Algunos de los reos me dijeron al embarcarse que los más culpables quedaban todavía a bordo, pero no quisieron declarar quiénes eran y continuando yo en mis averiguaciones secretas para extinguir los reos impunes de la guarnición del navío de mi mando, he descubierto ya a siete más, entre los cuales se halla comprendido el cabo conductor del memorial, cuya amistad íntima con los principales reos, y la circunstancia de haber llevado subrepticiamente dicho memorial al navío de V. E., me lo hace considerar como reo, aunque no fue de los que tomaron las armas.

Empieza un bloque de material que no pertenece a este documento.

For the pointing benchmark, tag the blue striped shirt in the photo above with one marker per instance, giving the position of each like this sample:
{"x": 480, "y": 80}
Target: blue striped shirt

No confió todavía en haber evacuado el destacamento de Marina de todo lo malo que hay en él, pues puede quedar aún algún resto de la funesta semilla derramada por los hombres perversos remitidos al arsenal; ni creo conveniente que queden en un buque una tropa que ha recibido las lecciones de aquéllos, oído sus discursos y visto un atentado de que no hay ejemplo en los bajeles del Rey ni en sus tropas de Marina; por tanto me ha parecido prudente no restituir sus sables a dicha tropa hasta que V. E. me lo ordene, o disponga lo que le pareciere conveniente, respecto a que están también sin ellos los voluntarios de la Corona.

Nuestro Señor guarde la vida de V. E. muchos años.

A bordo del navío San Juan Nepomuceno en la bahía de Cádiz a 30 de agosto de 1805.

Excelentísimo señor Cosme de Churruca (rubricado).

Excelentísimo señor don Federico Gravina.»


Este documento vio la luz por primera vez, en la edición de la tarde del “Diario de Cádiz”, el día 21 de octubre de 1905. (Centenario del combate)

Cita este motín don Pelayo Alcalá Galiano, en su obra “El Combate de Trafalgar”, pero no se extiende en los motivos y lo deja casi como una anécdota, lo cual no es muy de recibo, ya que tenía su importancia como cualquier motín o sublevación de una tropa a sus mandos.

Por otra parte a veces no se puede ser tan prolijo, pues acabaría uno haciendo la vida de todos los miembros de la tripulación de un buque, lo que podría llevar años.

El documento es autógrafo de don Cosme Damián de Churruca y está en poder por ser su propietario, don Antonio Perea de la Rocha, marqués de Arellano.

Y estuvo disponible al público, también por primera vez, en la Exposición del Libro Antiguo del Mar, que se celebró en el Casino gaditano en 1953.

Pues la anécdota está en que lo he encontrado, en un libro que trata sobre el combate de Cavite de 1898.

Una vez más la Historia había escondido, algo que sí estaba editado, pero en un lugar casi impensable, pero lo hemos descubierto y por ello pasamos a hacerlo público.

Bibliografía:

La batalla de Cavite. Editado por el Círculo de Amigos de la Historia. Editions Ferni Genève 1972.